10.4 DNAPrint may not use the Orchid Trademarks in any manner that might
adversely reflect on the image of quality symbolized by the Orchid
Trademarks.
10.5 DNAPrint acknowledges Orchid's exclusive right, title and interests in and
to the Orchid Trademarks, and acknowledges that nothing in this Agreement
or DNAPrint's use of the Orchid Trademarks will confer to it or create any
rights for it in the Orchid Trademarks except for the limited license
expressly provide in this Agreement. All goodwill symbolized by and
connected with the use of the Orchid Trademarks will inure solely to the
benefit of Orchid.
10.6 DNAPrint will not use any trademark or service xxxx that is confusingly
similar to, or a colorable imitation of, any Orchid Trademark during the
term of this Agreement or at any time thereafter.

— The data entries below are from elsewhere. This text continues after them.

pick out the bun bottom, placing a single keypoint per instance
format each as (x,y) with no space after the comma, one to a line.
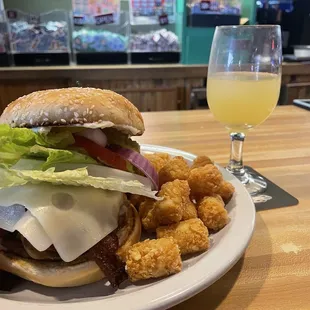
(58,274)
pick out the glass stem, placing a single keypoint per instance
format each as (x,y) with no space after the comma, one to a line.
(235,165)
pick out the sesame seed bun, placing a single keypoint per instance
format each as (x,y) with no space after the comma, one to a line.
(83,107)
(57,274)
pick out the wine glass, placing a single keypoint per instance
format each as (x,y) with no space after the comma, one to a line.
(243,86)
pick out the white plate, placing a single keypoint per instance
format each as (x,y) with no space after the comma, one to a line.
(199,272)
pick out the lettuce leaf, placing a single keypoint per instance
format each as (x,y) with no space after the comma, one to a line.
(17,143)
(77,177)
(54,156)
(116,137)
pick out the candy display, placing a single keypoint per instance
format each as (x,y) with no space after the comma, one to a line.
(3,42)
(216,7)
(148,11)
(90,9)
(157,41)
(99,40)
(46,37)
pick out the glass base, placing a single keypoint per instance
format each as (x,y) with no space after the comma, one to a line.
(254,184)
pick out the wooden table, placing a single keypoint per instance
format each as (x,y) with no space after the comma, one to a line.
(274,273)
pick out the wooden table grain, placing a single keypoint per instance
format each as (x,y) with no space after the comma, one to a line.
(274,273)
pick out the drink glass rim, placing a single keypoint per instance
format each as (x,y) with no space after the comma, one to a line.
(247,26)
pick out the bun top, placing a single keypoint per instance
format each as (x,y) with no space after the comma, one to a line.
(84,107)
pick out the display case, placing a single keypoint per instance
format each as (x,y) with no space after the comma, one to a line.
(100,32)
(42,39)
(102,43)
(155,32)
(212,13)
(5,59)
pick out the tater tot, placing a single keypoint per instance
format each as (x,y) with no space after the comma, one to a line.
(147,215)
(136,200)
(190,211)
(226,191)
(176,168)
(212,212)
(205,181)
(191,236)
(153,259)
(158,160)
(201,161)
(170,210)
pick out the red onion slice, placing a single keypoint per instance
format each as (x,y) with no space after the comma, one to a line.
(139,161)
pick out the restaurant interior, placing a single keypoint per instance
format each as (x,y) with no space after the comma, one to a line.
(205,74)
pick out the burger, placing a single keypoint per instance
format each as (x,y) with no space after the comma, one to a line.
(67,165)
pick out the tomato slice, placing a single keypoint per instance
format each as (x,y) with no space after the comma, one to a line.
(100,153)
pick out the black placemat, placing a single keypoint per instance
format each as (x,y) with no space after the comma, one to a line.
(274,197)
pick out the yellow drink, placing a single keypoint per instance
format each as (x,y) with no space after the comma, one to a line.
(242,100)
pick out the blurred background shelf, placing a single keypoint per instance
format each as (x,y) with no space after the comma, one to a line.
(150,87)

10.7 Except as provided in this Agreement, or with other express written consent
of the other party, neither party will at anytime include the other parties
name in any written material, marketing or advertising brochures, bids,
contracts, proposals, applications or otherwise, except as may be required
by law, or in any way represent or imply that the other party has endorsed
that party or its business.
10.8 Immediately upon expiration or termination of this Agreement, with or
without reason, DNAPrint will cease and not thereafter use in any manner
the Orchid Trademarks.
11 Genotyping Services
11.1 Orchid grants to DNAPrint a non-transferable, non-exclusive license for the
term of this Agreement to provide Genotyping Services.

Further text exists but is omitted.